Nice brother! No doubt you will pull that 705 before long..


----------



## fubaseball (Jul 1, 2013)

Thanks Big John! I got some tips from Brandon Lilly that will really increase my DL I believe


----------



## Big-John (Jul 1, 2013)

fubaseball said:


> Thanks Big John! I got some tips from Brandon Lilly that will really increase my DL I believe



Brandon is the man! I have been thinking about running the cube here soon..


----------



## fubaseball (Jul 1, 2013)

Him and Dan green are fucking monsters... I have the cube method for strongman... Just my job won't allow me to run it 100%


----------



## tri-terror (Jul 1, 2013)

Hey fu nice try man you almost had it.  A little bit of advice for next time.  When you get stuck like that at the knees, just pull HARDER.


----------



## fubaseball (Jul 1, 2013)

tri-terror said:


> Hey fu nice try man you almost had it.  A little bit of advice for next time.  When you get stuck like that at the knees, just pull HARDER.



Haha ill remember that next time... I need to get more legs into it too


----------



## tri-terror (Jul 1, 2013)

LOL, one of my buddy's has trained with Poundstone up in NY and that was his advice lmao!


----------



## fubaseball (Jul 1, 2013)

Makes perfect sense lol I would love to train up there with him


----------



## xmen1234 (Jul 1, 2013)

Great job, fubaseball!  705 will be conquered, no doubt about it!


----------



## fubaseball (Jul 1, 2013)

xmen1234 said:


> Great job, fubaseball!  705 will be conquered, no doubt about it!

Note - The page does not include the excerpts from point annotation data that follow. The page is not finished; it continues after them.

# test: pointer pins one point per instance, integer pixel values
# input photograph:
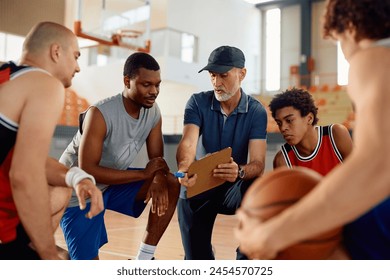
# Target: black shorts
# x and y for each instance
(19, 248)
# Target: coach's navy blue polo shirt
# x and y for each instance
(218, 131)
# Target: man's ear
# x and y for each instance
(310, 119)
(126, 81)
(242, 74)
(55, 52)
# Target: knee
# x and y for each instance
(174, 186)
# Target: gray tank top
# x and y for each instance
(383, 42)
(124, 139)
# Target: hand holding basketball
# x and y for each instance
(269, 196)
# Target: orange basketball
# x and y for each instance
(276, 191)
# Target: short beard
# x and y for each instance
(224, 97)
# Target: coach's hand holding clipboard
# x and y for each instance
(200, 174)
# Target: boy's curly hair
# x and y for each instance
(299, 99)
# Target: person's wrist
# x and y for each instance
(241, 172)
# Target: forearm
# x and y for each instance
(327, 207)
(253, 169)
(110, 176)
(33, 206)
(55, 172)
(184, 157)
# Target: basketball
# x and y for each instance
(277, 190)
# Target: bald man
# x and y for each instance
(35, 189)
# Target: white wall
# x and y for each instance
(291, 42)
(215, 22)
(324, 51)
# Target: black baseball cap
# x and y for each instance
(224, 58)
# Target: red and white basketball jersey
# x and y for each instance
(324, 157)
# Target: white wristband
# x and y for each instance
(75, 175)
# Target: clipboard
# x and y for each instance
(204, 169)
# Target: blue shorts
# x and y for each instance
(85, 236)
(368, 237)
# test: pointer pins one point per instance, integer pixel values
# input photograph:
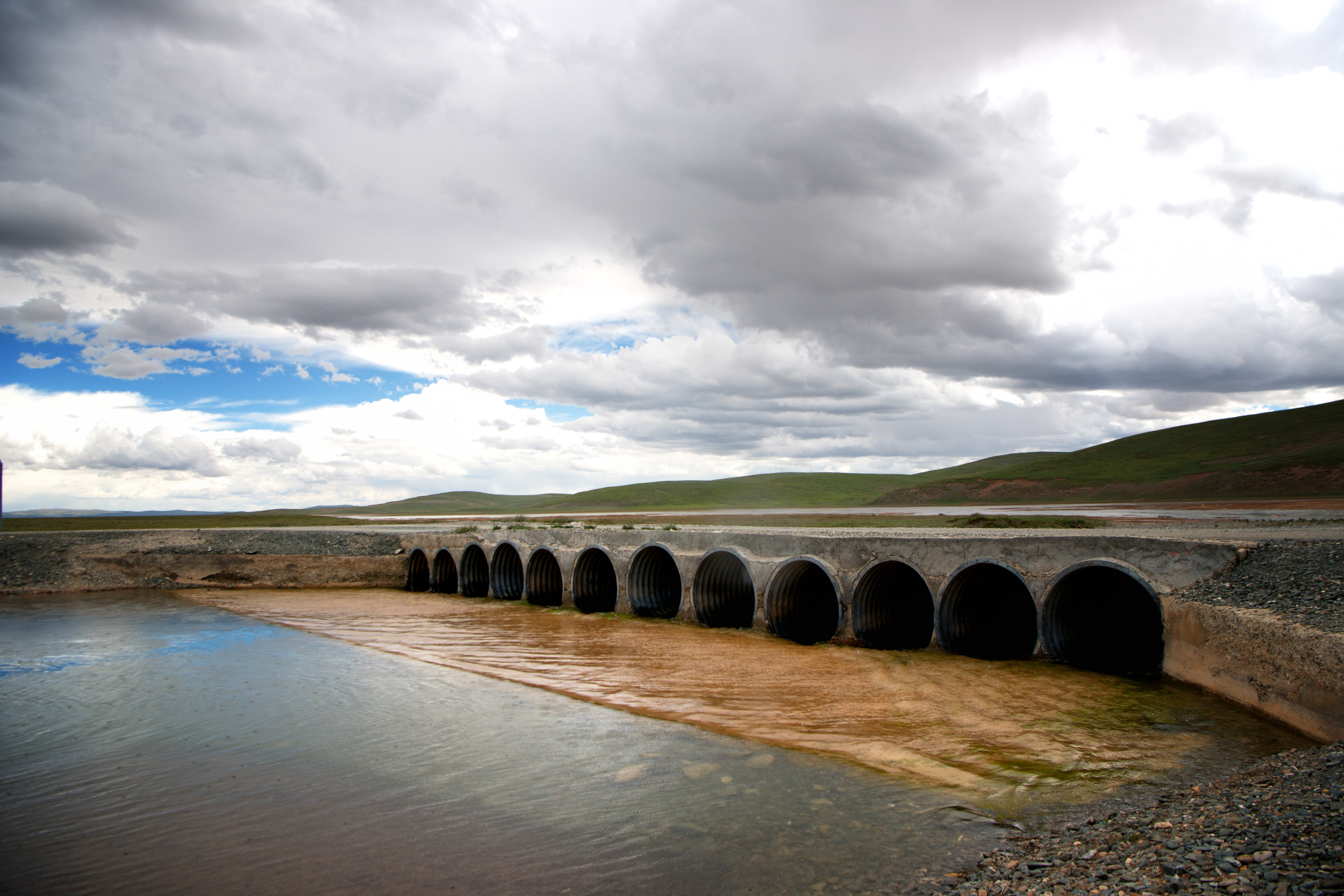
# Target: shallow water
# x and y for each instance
(1013, 738)
(152, 744)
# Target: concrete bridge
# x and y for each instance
(1089, 600)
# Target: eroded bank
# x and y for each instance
(1106, 602)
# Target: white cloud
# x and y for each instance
(744, 237)
(38, 361)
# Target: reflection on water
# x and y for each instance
(151, 744)
(1014, 738)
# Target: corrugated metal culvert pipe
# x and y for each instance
(476, 573)
(801, 603)
(1099, 615)
(655, 586)
(987, 611)
(892, 607)
(507, 573)
(722, 593)
(545, 586)
(595, 582)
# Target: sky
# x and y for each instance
(295, 253)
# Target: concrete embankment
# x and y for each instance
(1114, 602)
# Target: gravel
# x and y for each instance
(51, 562)
(1272, 828)
(1301, 580)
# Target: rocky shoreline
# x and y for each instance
(1300, 580)
(1276, 828)
(43, 562)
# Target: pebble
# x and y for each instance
(1272, 828)
(35, 562)
(1300, 580)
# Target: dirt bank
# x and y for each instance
(1272, 828)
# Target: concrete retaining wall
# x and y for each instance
(1078, 596)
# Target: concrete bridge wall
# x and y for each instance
(814, 587)
(1097, 601)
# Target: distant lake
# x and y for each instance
(156, 744)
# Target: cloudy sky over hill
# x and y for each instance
(315, 251)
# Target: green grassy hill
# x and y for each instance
(765, 491)
(1295, 453)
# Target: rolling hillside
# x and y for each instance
(765, 491)
(1277, 455)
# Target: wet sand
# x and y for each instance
(1017, 737)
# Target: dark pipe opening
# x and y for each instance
(987, 613)
(507, 573)
(445, 573)
(722, 593)
(545, 586)
(476, 573)
(803, 603)
(1102, 619)
(417, 571)
(892, 607)
(595, 582)
(655, 586)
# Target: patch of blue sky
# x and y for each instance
(554, 413)
(598, 339)
(225, 379)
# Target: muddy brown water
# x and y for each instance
(1013, 737)
(209, 742)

Thanks man! I kinda did something funny to my knee on the Log press so I wasn't 100% confident driving with legs... Plus I take my legs out of the equation even when I'm 100% so it just wasn't a recipe for success that day!


----------



## Ironbuilt (Jul 2, 2013)

Photoshopped huh Rory..? 

Next time brutha. I still say carry more cast iron pipe one handed and quit passin it off to the laborer....


----------



## fubaseball (Jul 2, 2013)

Ironbuilt said:


> Photoshopped huh Rory..?
> 
> Next time brutha. I still say carry more cast iron pipe one handed and quit passin it off to the laborer....



All my weights are actually foam plates, etc... Nothing is real. I just want to be accepted by my Internet peers  

Haha I don't doubt you carry more... I avoid that at all cost


----------



## Rory (Jul 2, 2013)

fubaseball said:


> All my weights are actually foam plates, etc... Nothing is real. I just want to be accepted by my Internet peers
> 
> Haha I don't doubt you carry more... I avoid that at all cost



Dammit so that's the secret. No wonder I gotta compete in your neck of the country lol.


----------



## AnaSCI (Jul 2, 2013)

fubaseball said:


> all my weights are actually foam plates, etc... Nothing is real. I just want to be accepted by my internet peers



:d


----------